Published in final edited form as: Nat Rev Mol Cell Biol. 2013 Sep 25;14(11):713–726. doi: 10.1038/nrm3667

Figure 3. Model of the mechanochemical cycle of a cytoplasmic dynein motor domain.

Figure 3

Model for the Dictyostelium discoideum cytoplasmic dynein motor domain85, 86, 91, 93, 111, 118. Plus and minus signs indicate microtubule polarity. The dynein motor domain moves towards the minus end of the microtubule. Force exerted on an attached object is shown schematically by the stretching of a spring, which does not represent a part of the dynein structure. Conceptually, the attached object could represent a partnering motor domain in a cytoplasmic dynein dimer or the cargo microtubule of an axonemal dynein. With no nucleotide bound at the AAA1 ATPase site, the dynein motor domain is tightly bound to the microtubule (1). ATP binding induces rapid dissociation from the microtubule (2) (Fig. 4).
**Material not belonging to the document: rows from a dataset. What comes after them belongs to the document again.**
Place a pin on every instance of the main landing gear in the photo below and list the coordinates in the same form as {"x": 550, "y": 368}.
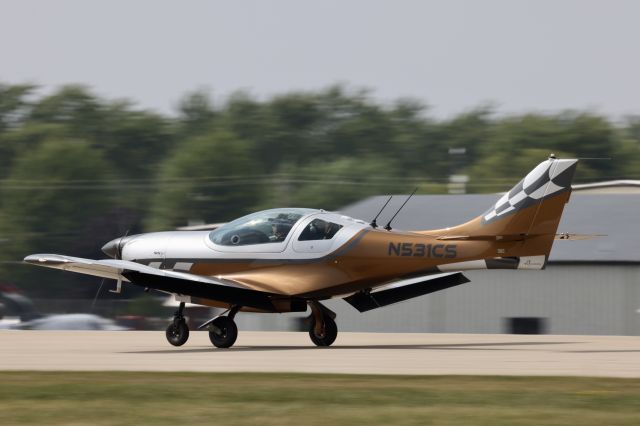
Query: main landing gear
{"x": 178, "y": 332}
{"x": 223, "y": 331}
{"x": 322, "y": 328}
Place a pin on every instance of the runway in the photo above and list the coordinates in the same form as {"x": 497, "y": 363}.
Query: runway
{"x": 354, "y": 353}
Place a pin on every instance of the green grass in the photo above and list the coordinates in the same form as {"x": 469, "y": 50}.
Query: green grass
{"x": 122, "y": 398}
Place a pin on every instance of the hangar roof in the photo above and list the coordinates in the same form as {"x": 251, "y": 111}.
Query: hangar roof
{"x": 615, "y": 215}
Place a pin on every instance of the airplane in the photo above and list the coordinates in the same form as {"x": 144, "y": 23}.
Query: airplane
{"x": 291, "y": 259}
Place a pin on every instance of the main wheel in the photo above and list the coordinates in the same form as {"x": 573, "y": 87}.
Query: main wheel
{"x": 224, "y": 332}
{"x": 178, "y": 332}
{"x": 328, "y": 333}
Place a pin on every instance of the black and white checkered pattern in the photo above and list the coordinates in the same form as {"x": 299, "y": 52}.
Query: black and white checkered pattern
{"x": 548, "y": 178}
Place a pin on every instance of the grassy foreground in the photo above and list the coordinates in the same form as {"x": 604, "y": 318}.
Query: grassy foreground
{"x": 122, "y": 398}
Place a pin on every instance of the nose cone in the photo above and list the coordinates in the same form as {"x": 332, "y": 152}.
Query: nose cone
{"x": 111, "y": 248}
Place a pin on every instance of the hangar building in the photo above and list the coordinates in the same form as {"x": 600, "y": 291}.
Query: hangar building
{"x": 589, "y": 287}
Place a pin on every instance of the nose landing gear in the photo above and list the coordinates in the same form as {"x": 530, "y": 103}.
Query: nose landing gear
{"x": 322, "y": 329}
{"x": 178, "y": 332}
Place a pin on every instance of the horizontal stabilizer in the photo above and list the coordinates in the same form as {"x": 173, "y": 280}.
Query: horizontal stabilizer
{"x": 578, "y": 237}
{"x": 400, "y": 291}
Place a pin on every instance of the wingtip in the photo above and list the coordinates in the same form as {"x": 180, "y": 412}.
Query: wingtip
{"x": 40, "y": 259}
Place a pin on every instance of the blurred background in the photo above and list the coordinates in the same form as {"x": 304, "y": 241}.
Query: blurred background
{"x": 125, "y": 118}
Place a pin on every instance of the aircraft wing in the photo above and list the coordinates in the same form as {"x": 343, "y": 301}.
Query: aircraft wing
{"x": 183, "y": 283}
{"x": 399, "y": 291}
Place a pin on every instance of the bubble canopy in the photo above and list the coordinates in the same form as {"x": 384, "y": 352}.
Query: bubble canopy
{"x": 264, "y": 227}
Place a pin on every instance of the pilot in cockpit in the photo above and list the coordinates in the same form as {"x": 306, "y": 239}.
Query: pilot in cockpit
{"x": 279, "y": 231}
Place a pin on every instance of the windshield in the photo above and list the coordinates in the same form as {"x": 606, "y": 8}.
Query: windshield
{"x": 269, "y": 226}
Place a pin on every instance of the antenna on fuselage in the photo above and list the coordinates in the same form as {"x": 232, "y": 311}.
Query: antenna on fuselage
{"x": 373, "y": 223}
{"x": 388, "y": 226}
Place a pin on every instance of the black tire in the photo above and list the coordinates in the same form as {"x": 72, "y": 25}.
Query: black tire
{"x": 177, "y": 332}
{"x": 328, "y": 335}
{"x": 227, "y": 334}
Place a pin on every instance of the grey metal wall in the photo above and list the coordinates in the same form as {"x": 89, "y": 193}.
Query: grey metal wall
{"x": 574, "y": 299}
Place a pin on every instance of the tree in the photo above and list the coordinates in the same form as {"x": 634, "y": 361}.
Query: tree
{"x": 207, "y": 178}
{"x": 49, "y": 197}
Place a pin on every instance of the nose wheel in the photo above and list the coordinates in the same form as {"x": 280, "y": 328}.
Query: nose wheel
{"x": 177, "y": 332}
{"x": 322, "y": 328}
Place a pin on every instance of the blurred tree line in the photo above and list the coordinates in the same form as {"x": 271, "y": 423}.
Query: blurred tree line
{"x": 77, "y": 170}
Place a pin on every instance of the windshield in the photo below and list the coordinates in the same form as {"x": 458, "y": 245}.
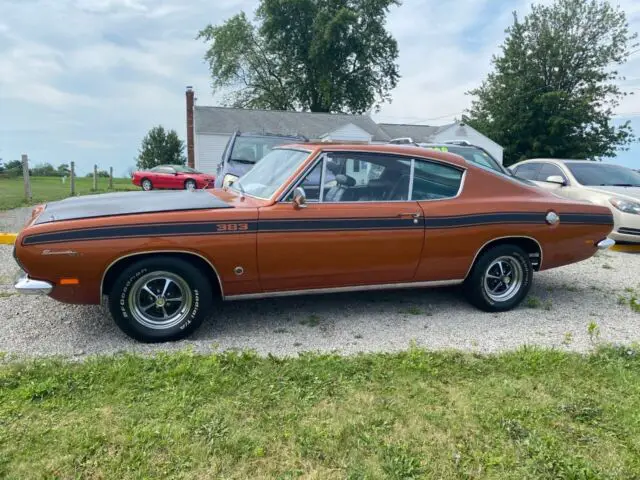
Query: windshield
{"x": 183, "y": 169}
{"x": 270, "y": 173}
{"x": 249, "y": 149}
{"x": 599, "y": 174}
The dissociation rate is ~460 s–1 for the D . discoideum dynein motor domain85. A slower ATP-driven change (~200 s–1) is the remodelling of the linker domain85, which is displaced across the AAA+ ring (3) (Fig. 5). Remodelling of the linker extends the search range of the microtubule-binding domain along the microtubule. After hydrolysis of ATP to ADP and inorganic phosphate (Pi), the motor domain is thought to engage a new binding site on the microtubule, initially via a weak interaction (4). Strong binding to the microtubule accelerates the release of Pi from AAA1, inducing the linker to revert to its straight form. This transition is speculated to represent the powerstroke: the main step in which force (indicated by the light grey arrow) is transmitted to the attached object (5). Finally, ADP is released from AAA1 and the cycle restarts. The occupancy of other nucleotide-binding AAA+ modules of dynein, AAA2, AAA3 and AAA4, during the cycle, is unknown. Although the cycle is shown starting with dynein having no nucleotide bound at AAA1, it is not meant to imply that this is the longest-lived state. Indeed, in vivo, where the ATP concentration is in the millimolar range, ATP would rapidly bind at AAA1 once ADP is released, and thus this state would be populated only transiently.